L’objectif  de cette installation en rapport avec la dernière image titrée “Le Coeur de l’Enfer”, est d’amener le visiteur à une réflexion sur l’absurdité de la guerre.
C’est une manière symbolique d’offrir une sépulture et de rendre honneurs à titre posthume à tous ceux qui sont tombés sur le champ de bataille et qui n’ont pas eu droit à un enterrement digne.
La lumière éclaire les images et redessine l’espace. Elle développe un discours cohérent avec celui des images en enrichissant le sens du sujet par l’émotion qu’elle crée.£
Les images sont éclairées par des petits projecteurs led de lumière blanche.
Les images sont imprimées en Chromaluxe, un procédé de sublimation des couleurs dans l’aluminium qui rend les images très lumineuses.
La salle est éclairée avec trois couleurs, le rouge, le gris et le jaune qui sont utilisés pour créer les ambiances.
Le rouge symbolise la colère, le danger, le sang, la violence, le  pouvoir et l’aristocratie.
Le gris symbolise la tristesse, le désarroi, la sagesse et  la fumée qui s’élève vers le ciel transportant les prières de désespoir.
Le jaune symbolise, la flamme qui permet  aux âmes de s’orienter dans les ténèbres, la dégradation du corps, la purification et l’or, symbole de majesté.

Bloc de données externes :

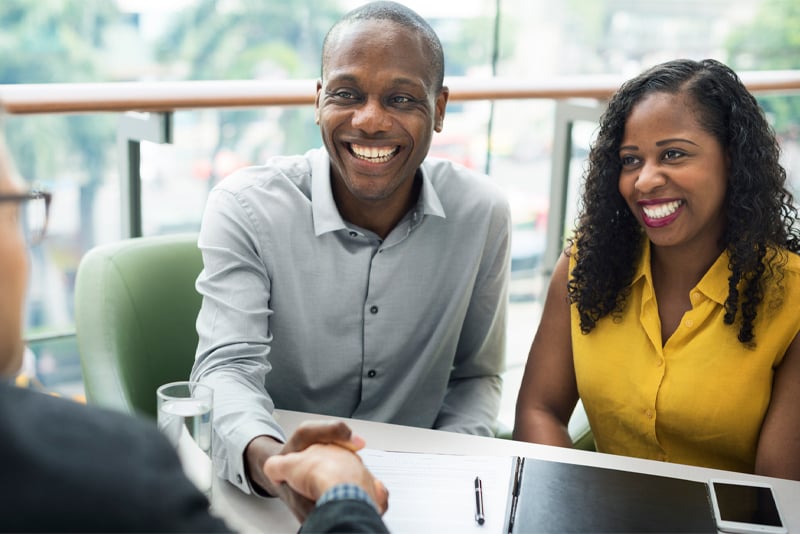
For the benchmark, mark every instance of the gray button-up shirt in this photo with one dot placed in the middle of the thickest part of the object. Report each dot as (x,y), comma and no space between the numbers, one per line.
(305,311)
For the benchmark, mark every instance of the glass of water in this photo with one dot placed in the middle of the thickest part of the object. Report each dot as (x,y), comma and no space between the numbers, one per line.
(184,416)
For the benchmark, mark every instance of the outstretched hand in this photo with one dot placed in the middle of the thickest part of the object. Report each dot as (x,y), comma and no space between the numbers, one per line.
(316,469)
(307,434)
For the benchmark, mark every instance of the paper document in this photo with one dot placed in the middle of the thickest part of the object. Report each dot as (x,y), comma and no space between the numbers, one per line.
(436,492)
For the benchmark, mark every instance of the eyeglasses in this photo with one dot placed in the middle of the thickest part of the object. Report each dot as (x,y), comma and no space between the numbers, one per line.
(34,213)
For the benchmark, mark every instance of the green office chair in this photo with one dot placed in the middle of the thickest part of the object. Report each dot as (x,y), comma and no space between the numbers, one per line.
(135,312)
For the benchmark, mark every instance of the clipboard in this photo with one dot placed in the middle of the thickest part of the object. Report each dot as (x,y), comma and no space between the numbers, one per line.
(435,493)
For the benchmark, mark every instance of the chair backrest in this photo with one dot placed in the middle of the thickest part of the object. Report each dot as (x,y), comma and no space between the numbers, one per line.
(135,312)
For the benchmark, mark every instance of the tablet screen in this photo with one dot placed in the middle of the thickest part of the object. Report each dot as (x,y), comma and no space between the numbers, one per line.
(747,504)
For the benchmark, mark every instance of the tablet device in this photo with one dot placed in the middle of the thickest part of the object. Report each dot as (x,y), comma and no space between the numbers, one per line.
(745,507)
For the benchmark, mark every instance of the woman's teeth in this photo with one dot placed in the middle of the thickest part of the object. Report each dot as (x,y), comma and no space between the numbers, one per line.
(662,210)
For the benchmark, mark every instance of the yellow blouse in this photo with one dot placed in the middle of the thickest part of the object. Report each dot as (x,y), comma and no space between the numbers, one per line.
(702,397)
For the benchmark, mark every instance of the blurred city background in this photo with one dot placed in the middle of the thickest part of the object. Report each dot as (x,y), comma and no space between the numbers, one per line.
(76,156)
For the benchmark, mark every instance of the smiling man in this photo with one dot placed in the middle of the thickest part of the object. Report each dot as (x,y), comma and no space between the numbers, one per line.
(360,279)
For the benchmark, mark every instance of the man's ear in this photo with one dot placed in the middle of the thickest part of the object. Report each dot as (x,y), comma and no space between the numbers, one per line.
(441,106)
(316,101)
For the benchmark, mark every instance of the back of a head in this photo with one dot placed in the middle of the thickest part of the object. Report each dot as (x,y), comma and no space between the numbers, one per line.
(397,14)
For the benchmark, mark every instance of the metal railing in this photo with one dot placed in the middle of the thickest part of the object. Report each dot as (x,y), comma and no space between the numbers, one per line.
(147,108)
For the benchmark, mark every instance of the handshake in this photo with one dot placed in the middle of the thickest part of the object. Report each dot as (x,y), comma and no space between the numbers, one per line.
(317,457)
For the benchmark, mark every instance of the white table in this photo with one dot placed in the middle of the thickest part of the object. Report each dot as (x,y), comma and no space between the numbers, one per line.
(248,513)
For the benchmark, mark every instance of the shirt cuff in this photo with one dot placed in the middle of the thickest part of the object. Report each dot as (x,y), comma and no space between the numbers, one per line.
(347,491)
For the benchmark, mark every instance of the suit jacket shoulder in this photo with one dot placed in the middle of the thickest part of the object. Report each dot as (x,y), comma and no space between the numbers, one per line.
(73,467)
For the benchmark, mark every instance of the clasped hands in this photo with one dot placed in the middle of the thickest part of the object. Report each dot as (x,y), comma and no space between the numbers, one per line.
(318,456)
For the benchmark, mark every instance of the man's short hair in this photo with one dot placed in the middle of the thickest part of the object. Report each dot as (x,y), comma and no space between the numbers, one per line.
(399,14)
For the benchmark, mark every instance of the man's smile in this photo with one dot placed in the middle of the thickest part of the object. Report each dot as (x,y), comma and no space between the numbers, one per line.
(373,154)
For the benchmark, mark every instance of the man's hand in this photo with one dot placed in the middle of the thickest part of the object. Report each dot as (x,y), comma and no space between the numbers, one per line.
(260,449)
(318,468)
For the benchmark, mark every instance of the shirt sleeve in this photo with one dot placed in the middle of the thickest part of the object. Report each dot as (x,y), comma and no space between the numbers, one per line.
(344,508)
(234,335)
(472,401)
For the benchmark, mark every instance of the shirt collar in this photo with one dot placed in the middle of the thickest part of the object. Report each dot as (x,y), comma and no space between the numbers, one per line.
(323,207)
(713,285)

La prédominance rouge évolue en dégradé vers le gris.

A l’entrée de l’exposition, une ambiance rouge couvre les deux premiers cinquièmes de l’espace.
Un hall se forme entre les deux premiers panneaux, où se trouve l’espace d’accueil avec un comptoir de forme parallélépipède.
Ce comptoir est peint avec une patine qui suggère les couleurs des vielles poutres noircies de fumée que l’on retrouve dans les vieilles fermes. Cette bataille s’est déroulée entre les fermes et les champs, c’est un rappel de cet univers.
Derrière  le comptoir trois lampes en forme de bulbe sphérique sont suspendues à un mètre d’intervalle le long du mur et alignées à même hauteur.
Le choix du nombre de lampes fait référence au  « troisième choix » ou à  « la voie moyenne », un concept philosophique et politique ; une alternative qui part de la dialectique du conflit entre deux opinions diverse pour connaitre l’harmonie et s’approcher de la vérité.
Ces lampes éclairent très faiblement, comme une bougie, et constituent le début du chemin de la Mémoire qu’elles symbolisent par leur disposition tout au long du parcours.
L’éclairage de l’exposition évolue du rouge pour 2/5ème de l’espace en début de parcours pour passer à une ambiance intermédiaire dans deux autres cinquièmes de l’espace où le rouge et le gris vont s’alterner pour passer d’une dominante rouge vers une dominante grise de plus en plus sombre.
Le dernier cinquième de l’espace est lui baigné dans un gris sombre.
Dans cette zone se trouve l’installation posée à même le sol devant le panorama “ Le Coeur de l’Enfer”.
La pénombre de cette zone grise favorise la réflexion.